Employment-Related Immigration Law Compliance
The Trump Administration has also emphasized protections for “American workers” in hiring decisions. The Acting Chair of the Equal Employment Opportunity Commission (“EEOC”) recently announced her commitment to preventing anti-American biases, which ties directly into broader immigration law compliance. In a press release issued February 19, 2025, EEOC Acting Chair Andrea Lucas announced that the EEOC will make it a priority to investigate discrimination that allegedly prefers various forms of immigrant labor (described as “illegal aliens, migrant workers, and visa holders or other legal immigrants”) over “American workers.” The press release further explained that the EEOC will work “collaboratively with other federal agencies such as the Department of Justice, the Department of Homeland Security, and the Department of Labor on labor and employment issues that overlap with immigration-related law enforcement.”

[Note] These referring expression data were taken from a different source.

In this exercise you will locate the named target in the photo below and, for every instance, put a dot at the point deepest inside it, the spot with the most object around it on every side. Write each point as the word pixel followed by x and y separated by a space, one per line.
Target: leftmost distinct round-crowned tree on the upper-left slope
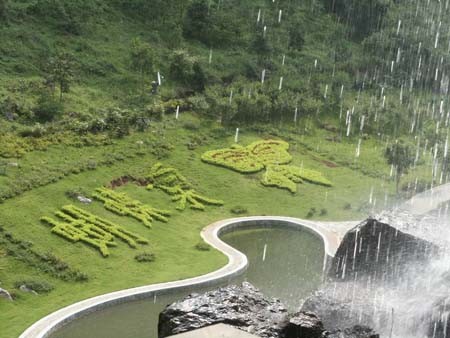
pixel 60 73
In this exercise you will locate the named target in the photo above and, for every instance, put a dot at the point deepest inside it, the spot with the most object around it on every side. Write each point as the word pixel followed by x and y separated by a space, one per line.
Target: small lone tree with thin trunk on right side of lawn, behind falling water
pixel 400 156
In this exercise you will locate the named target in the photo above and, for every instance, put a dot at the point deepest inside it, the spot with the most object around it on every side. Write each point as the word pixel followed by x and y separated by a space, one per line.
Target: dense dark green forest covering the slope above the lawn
pixel 367 67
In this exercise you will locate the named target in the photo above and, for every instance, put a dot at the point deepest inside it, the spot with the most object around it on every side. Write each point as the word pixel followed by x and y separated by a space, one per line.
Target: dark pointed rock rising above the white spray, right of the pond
pixel 379 251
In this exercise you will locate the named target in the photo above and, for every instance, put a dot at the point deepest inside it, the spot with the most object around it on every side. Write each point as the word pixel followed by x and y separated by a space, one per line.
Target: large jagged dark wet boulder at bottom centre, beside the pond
pixel 243 307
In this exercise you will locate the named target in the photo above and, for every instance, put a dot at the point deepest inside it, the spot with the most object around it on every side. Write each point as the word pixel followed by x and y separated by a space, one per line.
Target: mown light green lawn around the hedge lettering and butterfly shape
pixel 174 242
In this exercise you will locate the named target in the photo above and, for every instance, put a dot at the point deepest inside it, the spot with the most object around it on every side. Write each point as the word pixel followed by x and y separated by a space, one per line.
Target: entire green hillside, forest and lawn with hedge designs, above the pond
pixel 144 98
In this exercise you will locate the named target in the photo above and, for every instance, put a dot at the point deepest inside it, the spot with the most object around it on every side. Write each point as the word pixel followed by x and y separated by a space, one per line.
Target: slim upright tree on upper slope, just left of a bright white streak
pixel 142 60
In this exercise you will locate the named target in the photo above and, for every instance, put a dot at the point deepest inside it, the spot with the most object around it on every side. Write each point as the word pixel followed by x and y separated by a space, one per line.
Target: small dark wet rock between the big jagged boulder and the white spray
pixel 304 324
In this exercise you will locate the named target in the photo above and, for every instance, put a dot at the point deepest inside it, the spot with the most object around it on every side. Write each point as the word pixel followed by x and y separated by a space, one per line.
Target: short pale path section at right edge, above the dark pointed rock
pixel 427 201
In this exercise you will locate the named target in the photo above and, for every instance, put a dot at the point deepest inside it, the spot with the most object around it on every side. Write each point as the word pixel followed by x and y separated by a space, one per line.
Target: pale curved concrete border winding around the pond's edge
pixel 331 234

Consequently, employment-related immigration law compliance may assume greater importance for both buyers and sellers, such as an increased focus on historical and present compliance during due diligence—particularly for businesses that employ non-immigrant workers through federally managed programs—and greater use by buyers of forward-looking protections, like indemnities and special escrows.

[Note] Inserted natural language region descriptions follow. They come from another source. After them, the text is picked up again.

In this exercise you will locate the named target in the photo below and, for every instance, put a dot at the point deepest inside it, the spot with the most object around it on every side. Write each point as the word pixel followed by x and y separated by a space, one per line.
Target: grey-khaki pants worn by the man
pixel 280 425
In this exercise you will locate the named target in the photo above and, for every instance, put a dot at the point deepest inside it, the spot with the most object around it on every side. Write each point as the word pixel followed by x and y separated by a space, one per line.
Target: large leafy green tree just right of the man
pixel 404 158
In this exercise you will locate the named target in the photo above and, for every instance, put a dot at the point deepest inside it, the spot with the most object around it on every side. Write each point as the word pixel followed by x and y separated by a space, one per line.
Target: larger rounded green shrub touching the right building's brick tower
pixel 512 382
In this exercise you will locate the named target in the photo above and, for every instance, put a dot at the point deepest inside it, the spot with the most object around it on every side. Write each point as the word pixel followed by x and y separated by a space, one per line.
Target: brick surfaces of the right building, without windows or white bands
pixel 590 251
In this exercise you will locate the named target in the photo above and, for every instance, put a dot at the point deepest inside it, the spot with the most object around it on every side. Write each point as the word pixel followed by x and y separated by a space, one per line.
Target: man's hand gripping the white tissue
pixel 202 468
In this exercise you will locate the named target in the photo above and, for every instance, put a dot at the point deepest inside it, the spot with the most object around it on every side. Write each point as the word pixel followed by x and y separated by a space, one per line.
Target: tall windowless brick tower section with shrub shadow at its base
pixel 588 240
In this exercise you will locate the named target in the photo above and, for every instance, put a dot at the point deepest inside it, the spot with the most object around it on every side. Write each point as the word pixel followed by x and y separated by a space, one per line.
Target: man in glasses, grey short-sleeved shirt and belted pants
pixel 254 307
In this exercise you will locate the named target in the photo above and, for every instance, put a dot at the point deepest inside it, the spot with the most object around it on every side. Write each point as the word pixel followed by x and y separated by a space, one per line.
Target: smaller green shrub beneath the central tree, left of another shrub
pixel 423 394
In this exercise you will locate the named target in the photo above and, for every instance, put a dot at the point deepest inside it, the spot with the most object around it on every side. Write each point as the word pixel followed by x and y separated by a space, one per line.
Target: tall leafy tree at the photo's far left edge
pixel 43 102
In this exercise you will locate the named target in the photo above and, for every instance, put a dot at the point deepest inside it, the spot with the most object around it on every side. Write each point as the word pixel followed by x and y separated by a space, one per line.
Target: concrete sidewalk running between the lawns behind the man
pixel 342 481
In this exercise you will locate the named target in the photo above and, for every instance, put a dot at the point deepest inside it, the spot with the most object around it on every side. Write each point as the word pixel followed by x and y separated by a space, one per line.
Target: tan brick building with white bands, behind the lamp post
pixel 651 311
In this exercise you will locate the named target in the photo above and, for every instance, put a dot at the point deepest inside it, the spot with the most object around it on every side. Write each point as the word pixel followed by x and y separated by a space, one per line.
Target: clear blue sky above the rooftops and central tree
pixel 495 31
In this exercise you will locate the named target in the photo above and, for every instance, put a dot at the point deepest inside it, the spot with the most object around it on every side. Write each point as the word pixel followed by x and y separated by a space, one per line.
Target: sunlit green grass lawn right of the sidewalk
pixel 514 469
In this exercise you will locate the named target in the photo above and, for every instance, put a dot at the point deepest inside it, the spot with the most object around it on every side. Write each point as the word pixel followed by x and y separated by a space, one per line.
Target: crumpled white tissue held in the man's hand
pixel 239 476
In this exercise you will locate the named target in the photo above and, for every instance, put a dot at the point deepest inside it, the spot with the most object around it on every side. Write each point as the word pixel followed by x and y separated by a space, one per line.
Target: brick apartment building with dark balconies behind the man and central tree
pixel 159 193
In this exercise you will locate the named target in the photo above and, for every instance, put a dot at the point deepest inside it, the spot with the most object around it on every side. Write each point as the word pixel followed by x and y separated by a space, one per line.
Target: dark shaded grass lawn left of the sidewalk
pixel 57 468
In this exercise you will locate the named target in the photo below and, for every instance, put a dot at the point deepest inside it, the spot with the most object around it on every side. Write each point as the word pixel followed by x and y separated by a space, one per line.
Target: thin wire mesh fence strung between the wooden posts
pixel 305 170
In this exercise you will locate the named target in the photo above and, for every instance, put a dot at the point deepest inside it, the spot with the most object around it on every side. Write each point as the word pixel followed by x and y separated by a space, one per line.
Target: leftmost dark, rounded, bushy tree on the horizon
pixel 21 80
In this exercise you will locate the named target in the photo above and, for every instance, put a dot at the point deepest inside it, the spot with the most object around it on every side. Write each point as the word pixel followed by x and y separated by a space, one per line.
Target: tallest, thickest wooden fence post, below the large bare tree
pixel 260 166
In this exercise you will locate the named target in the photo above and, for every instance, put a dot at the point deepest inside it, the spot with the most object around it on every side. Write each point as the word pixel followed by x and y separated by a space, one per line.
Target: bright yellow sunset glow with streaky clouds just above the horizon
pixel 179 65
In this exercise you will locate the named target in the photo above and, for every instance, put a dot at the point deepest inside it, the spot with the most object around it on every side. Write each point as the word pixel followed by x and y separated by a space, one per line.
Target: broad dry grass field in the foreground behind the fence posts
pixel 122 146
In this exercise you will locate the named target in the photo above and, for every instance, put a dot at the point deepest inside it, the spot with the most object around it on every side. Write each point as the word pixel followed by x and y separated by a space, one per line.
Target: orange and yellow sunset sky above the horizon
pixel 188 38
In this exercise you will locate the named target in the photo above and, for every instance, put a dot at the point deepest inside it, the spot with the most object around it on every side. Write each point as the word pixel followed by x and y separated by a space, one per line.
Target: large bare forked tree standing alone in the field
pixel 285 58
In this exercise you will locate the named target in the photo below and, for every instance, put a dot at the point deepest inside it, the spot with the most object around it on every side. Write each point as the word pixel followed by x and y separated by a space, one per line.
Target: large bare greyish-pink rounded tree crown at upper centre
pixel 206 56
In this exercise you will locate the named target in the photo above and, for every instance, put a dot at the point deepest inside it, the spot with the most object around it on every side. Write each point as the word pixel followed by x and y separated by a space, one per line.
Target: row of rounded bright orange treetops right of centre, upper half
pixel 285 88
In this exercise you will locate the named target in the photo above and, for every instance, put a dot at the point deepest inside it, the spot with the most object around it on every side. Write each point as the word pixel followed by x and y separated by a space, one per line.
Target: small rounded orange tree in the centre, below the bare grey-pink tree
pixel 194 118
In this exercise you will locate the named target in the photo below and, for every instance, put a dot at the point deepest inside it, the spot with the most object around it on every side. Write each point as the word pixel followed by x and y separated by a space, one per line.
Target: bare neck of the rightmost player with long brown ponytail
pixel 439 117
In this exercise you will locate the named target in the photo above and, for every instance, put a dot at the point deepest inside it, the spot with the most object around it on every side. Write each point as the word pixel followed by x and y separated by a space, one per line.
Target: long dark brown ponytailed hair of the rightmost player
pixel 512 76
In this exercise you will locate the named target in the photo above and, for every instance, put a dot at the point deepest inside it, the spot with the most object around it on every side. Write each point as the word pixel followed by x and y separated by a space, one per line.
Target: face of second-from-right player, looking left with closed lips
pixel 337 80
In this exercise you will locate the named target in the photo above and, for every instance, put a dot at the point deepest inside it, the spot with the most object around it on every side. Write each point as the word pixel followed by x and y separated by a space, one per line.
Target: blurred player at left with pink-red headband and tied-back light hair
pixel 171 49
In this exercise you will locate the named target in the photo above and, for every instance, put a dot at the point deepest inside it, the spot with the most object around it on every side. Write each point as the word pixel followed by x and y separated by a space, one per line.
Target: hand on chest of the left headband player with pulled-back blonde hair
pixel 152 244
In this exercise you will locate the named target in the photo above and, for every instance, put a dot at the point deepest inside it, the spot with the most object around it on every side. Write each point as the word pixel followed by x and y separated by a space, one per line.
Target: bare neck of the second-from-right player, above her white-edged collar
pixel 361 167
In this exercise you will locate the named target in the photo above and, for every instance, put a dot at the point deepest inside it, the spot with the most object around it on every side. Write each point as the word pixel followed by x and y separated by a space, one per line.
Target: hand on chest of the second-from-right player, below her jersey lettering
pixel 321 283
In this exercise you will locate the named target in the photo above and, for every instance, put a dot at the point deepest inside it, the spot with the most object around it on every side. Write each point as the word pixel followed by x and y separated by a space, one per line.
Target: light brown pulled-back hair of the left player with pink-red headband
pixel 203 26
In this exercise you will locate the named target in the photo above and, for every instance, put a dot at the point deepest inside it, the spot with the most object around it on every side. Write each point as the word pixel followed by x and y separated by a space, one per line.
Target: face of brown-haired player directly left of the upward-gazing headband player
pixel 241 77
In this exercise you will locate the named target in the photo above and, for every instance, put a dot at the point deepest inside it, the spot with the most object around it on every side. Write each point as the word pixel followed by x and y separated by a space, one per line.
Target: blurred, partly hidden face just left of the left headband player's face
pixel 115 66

Due diligence should take a broader view of immigration law compliance, including a more in-depth focus on previous government enforcement, such as audit, investigations, and raids. “Red flags” to note and account for include: paper violations (i.e., failing to collect, maintain, and/or correct Forms I-9); failing to participate in E-Verify if required; and/or a history of USCIS audits or ICE raids.
Joint Employment Issues
During the first Trump Administration, the Department of Labor promulgated a final rule and related regulations that raised the bar for whether two or more companies are considered joint employers under the Fair Labor Standards Act (essentially, a “direct control” test), which previously had not been changed in over 60 years. While the Biden Administration rescinded this rule (returning to the prior “indirect/potential control” test), the second Trump Administration may revisit this standard.
These shifts in joint employment standards have occurred at a time when companies have been making increased use of joint ventures, strategic alliances, and other M&A-adjacent structures to promote growth while managing risk. The trend is already expected to grow in the next few years due to existing economic trends, and the anticipated moves from the second Trump Administration would likely fuel such growth even more.

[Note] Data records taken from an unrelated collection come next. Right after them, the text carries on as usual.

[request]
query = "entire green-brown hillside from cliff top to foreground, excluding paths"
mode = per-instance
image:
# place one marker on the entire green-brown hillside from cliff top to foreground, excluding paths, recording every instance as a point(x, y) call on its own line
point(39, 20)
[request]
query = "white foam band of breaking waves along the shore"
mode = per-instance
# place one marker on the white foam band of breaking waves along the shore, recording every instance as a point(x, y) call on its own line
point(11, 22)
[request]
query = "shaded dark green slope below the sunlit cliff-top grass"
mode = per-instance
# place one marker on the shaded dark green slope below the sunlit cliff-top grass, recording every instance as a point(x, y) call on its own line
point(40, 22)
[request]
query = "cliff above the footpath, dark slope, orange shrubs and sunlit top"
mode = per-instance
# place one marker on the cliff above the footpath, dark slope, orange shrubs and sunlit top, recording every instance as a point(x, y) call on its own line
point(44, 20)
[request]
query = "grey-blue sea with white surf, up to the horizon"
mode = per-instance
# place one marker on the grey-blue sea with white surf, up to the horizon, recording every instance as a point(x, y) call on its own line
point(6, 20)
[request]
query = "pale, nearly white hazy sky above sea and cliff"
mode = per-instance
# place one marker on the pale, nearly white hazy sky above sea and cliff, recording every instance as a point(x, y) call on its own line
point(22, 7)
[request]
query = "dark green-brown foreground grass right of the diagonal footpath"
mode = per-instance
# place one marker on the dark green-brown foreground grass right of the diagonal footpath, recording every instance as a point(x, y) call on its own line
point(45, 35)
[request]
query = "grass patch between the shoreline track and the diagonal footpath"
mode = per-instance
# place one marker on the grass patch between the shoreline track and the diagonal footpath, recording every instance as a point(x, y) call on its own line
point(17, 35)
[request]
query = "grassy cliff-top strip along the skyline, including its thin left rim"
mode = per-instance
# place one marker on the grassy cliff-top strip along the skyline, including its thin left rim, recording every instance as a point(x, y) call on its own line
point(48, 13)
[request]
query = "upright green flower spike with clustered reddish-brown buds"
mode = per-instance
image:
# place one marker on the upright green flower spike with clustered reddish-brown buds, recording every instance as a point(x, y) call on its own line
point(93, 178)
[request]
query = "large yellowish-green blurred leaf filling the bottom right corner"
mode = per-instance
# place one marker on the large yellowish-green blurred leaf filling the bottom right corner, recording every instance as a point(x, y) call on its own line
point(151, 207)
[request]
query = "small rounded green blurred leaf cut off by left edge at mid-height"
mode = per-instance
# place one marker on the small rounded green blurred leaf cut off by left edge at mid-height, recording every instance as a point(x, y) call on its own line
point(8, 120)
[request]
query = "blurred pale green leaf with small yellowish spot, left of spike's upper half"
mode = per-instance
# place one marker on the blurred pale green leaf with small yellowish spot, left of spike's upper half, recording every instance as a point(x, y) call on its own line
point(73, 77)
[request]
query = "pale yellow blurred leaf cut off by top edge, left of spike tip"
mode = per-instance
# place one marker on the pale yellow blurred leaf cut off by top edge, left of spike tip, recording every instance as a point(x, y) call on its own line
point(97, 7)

A change in the applicable joint employment test is likely to increase liability risks in M&A by broadening responsibility for compliance and apportionment and liabilities. Going forward, when deciding on deal structures and assessing joint employment risk, employers should be mindful of current joint employment standards but also recognize that any such standards may not remain in place long-term. A comprehensive consideration of risk would take into account both Trump-era and Biden-era standards.
Next steps for employers
Although uncertainty predominates, employers—particularly those involved in M&A transactions—should closely monitor policy shifts and proactively assess workforce risks and state law compliance, as the evolving legal landscape may significantly impact post-deal integration and liability. Since regulatory and legislative priorities often shift with changes in political leadership, employment issues that may seem lower-risk today could once again become higher-risk issues in as few as two years.
Therefore, employers, particularly those preparing for, or in the process of, a business transaction would be wise to keep one eye on compliance with current developments and the other eye on compliance with previously longstanding requirements and expectations.